ALIEN COOKIE SURPRISE
Steps:
- For the vanilla sugar cookies: In a stand mixer fitted with the paddle attachment, beat together the butter and granulated sugar until light, fluffy and blended. Add the egg and vanilla extract and mix until combined. Adjust the mixer to low speed; mix in the flour, 1 cup at a time, until well incorporated, and then the salt. Remove the dough from the mixer, wrap in plastic wrap and refrigerate for 2 hours.
- Preheat the oven to 350 degrees F.
- Remove the dough from the refrigerator and roll out 1/8-inch thick on a lightly floured work surface with a lightly floured rolling pin. Line a baking sheet with parchment paper and set aside. Use an oval cookie cutter to cut out 24 cookies, placing 12 of the cookies on the prepared baking sheet. Top each of the cookies on the baking sheet with 1/2 teaspoon of the chocolate chips, then top each with a second oval-shaped piece of cookie dough, pressing the edges to seal. Bake until the cookies are beginning to brown around the edges, 8 to 12 minutes. Let cool to room temperature.
- For the cinnamon-cream cheese-bourbon jelly: Meanwhile, place the gelatin powder in a small bowl and stir in the water until the gelatin is dissolved. Let sit for 5 minutes, then add the bourbon and mix until combined.
- Place the milk in a small saucepan over medium heat and bring to a boil. Remove from the heat and add the sugar, cinnamon and vanilla. Mix well with a hand-held blender.
- Add the cream cheese and mix until the mixture has a nice and creamy consistency. Add the gelatin mixture and mix until well combined.
- Pour into an 8-inch square pan and refrigerate until the jelly is set and completely firm to the touch, about 1 hour. With the oval cutter, cut out 12 pieces of the jelly and place on top of the sugar cookies.
- For the rosemary bonbons: Fill a pastry bag with the melted dark chocolate disc. Pipe the chocolate into the shell chocolate mold; tap the mold to remove any air bubbles. Flip the mold over, tap out any excess chocolate, and then scrape the top of the mold to remove any excess chocolate. Refrigerate the mold until the chocolate is hard, about 20 minutes.

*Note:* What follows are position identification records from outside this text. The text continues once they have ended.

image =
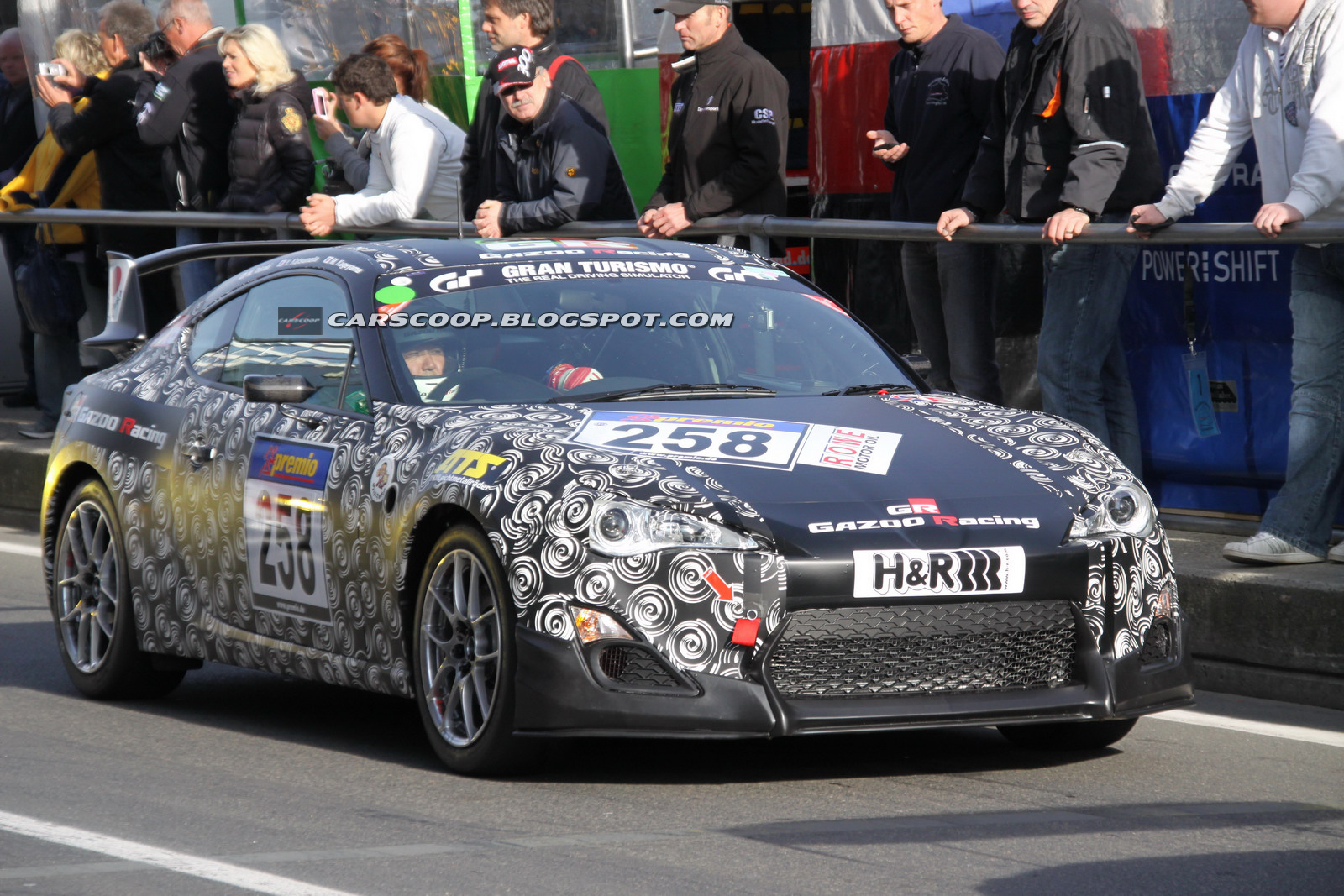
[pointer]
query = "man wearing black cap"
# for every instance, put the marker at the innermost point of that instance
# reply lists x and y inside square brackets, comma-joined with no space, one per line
[553,161]
[730,123]
[519,23]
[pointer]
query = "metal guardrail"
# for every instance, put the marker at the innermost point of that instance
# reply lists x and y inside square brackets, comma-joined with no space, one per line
[761,228]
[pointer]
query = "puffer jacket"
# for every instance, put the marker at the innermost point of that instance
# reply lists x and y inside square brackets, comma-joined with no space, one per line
[1068,125]
[557,168]
[53,179]
[270,161]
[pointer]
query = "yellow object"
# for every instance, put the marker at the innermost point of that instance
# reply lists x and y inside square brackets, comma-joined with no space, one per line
[80,190]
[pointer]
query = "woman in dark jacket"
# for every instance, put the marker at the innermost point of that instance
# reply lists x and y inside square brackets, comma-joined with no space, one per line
[270,163]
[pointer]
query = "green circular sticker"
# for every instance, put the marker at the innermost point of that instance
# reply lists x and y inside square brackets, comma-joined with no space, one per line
[394,295]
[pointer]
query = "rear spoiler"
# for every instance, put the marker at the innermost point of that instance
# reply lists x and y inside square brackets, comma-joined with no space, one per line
[125,328]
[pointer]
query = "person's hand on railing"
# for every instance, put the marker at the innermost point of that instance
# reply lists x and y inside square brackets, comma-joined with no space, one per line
[319,215]
[488,219]
[665,222]
[954,219]
[886,148]
[1063,226]
[1146,219]
[1272,217]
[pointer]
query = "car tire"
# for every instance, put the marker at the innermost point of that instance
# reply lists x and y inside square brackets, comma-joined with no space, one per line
[1068,735]
[91,602]
[465,658]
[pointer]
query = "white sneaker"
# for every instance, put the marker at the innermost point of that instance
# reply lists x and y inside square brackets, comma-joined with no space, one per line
[1263,547]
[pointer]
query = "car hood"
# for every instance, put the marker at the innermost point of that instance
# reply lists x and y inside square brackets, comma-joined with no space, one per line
[873,472]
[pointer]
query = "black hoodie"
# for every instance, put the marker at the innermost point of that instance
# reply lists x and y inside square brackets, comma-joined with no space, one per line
[270,161]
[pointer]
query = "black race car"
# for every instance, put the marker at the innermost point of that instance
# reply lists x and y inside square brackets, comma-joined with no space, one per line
[569,486]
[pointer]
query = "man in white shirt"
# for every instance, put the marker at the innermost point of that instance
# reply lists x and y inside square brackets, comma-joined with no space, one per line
[1287,90]
[416,159]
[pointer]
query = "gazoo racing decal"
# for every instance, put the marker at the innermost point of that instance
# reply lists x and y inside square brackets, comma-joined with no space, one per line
[472,468]
[739,439]
[123,422]
[922,512]
[284,516]
[909,573]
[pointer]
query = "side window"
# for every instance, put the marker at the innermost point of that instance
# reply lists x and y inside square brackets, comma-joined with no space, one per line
[210,340]
[282,328]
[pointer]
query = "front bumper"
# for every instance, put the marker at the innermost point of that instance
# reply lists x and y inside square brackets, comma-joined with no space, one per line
[558,694]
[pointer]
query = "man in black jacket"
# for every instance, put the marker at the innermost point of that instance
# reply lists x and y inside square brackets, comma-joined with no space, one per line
[523,23]
[190,116]
[942,83]
[18,130]
[1070,143]
[128,170]
[554,163]
[730,123]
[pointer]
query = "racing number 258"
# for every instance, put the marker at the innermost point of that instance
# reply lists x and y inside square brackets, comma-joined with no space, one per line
[288,532]
[692,439]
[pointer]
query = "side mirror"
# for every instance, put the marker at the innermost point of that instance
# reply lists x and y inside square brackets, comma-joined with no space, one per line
[277,389]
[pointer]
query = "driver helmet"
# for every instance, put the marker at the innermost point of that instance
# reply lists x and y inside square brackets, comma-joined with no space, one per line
[430,355]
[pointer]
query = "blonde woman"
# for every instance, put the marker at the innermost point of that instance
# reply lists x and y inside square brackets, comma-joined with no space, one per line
[270,163]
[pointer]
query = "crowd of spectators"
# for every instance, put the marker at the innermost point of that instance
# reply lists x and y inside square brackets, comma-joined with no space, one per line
[176,113]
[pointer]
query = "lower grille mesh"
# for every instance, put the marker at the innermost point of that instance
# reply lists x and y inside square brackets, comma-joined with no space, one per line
[869,652]
[635,668]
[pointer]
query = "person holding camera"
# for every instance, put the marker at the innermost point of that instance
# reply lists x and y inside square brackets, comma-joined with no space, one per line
[128,170]
[942,83]
[190,116]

- Meanwhile, place the granulated sugar and glucose syrup in a medium saucepan over medium heat. Cook until the sugar dissolves and turns into a light caramel. Add the heavy cream and rosemary and cook until the caramel comes to a boil; remove from the heat and let the mixture cool. Strain the caramel through a fine-mesh sieve, add the melted milk chocolate and butter, and blend with a hand-held blender. Spoon the caramel mixture into a pastry bag and fill the remainder of the cavities on the chocolate mold. Place the mold in the refrigerator for 20 minutes, then top off with another layer of dark chocolate. Let sit at room temperature for about 15 minutes, then release the chocolates from the mold.
- For the royal icing: Mix together the meringue powder and water in a bowl. Add the confectioners' sugar and mix until fluffy, about 3 minutes. Adjust the consistency with more water as needed. Divide the icing between 2 bowls. Add the green food coloring to 1 bowl and the black to the other; mix well. Fill 2 pastry bags with the icings.
- Decorate the bonbons with alien expressions and use the icing to adhere one bonbon to the top of each cookie. Let set before serving, 15 minutes.